📋 Key Information Summary
- Polymyalgia rheumatica (PMR) is the most common inflammatory rheumatic disease in older Australians, with an incidence of ~80 per 100,000 person-years in those aged ≥50 years.
- The 2012 EULAR/ACR classification criteria (age ≥50, bilateral shoulder aching, elevated CRP or ESR, morning stiffness >45 minutes) should be used to support diagnosis after excluding mimics.
- Always assess for concurrent giant cell arteritis (GCA): new-onset headache, jaw claudication, visual symptoms, or temporal artery tenderness warrant urgent temporal artery ultrasound or biopsy.
- Low-dose prednisolone (12.5–25 mg/day) is first-line therapy; expect dramatic response within 1–2 weeks — failure to respond should prompt diagnostic review.
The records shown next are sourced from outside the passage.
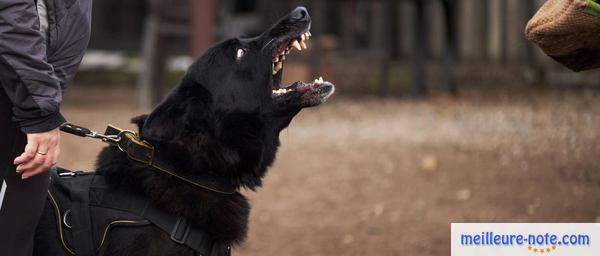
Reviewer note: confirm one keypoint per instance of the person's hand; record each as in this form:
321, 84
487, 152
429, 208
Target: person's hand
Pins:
40, 154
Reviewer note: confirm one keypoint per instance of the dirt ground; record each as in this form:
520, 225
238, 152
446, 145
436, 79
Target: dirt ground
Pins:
387, 177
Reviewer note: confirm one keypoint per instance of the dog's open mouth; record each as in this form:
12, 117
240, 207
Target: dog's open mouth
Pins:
312, 93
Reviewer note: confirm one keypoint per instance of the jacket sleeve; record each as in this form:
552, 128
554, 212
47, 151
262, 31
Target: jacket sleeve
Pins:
26, 77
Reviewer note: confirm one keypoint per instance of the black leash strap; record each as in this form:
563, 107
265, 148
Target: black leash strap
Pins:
143, 152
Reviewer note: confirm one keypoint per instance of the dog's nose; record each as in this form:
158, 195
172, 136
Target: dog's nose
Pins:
300, 13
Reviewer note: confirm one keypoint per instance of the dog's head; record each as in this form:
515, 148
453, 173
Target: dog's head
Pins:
229, 108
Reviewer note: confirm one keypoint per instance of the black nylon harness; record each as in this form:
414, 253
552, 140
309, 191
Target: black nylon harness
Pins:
143, 152
84, 204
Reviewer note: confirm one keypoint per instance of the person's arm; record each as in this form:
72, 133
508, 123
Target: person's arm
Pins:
30, 83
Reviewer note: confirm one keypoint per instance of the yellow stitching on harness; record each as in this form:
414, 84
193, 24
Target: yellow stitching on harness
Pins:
191, 181
114, 223
58, 223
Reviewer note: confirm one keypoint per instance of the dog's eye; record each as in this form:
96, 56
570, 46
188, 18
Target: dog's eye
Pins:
239, 54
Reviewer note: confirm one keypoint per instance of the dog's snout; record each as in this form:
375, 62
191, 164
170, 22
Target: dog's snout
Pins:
300, 13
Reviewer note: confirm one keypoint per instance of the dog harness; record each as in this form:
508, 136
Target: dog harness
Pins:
86, 209
143, 152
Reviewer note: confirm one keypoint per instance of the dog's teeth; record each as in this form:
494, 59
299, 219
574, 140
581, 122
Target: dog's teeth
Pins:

- Taper prednisolone slowly (reduce by 2.5 mg every 2–4 weeks to 10 mg, then 1 mg every 4–8 weeks); median time to remission off steroids is 1.5–2 years.
- Relapses (up to 50–60% of patients) typically occur during taper below 7.5 mg; treat with return to the last effective dose and re-taper more slowly.
- Methotrexate (10–15 mg/week PO) is the preferred steroid-sparing agent for relapsing, refractory, or steroid-dependent PMR, or when steroid toxicity is a concern.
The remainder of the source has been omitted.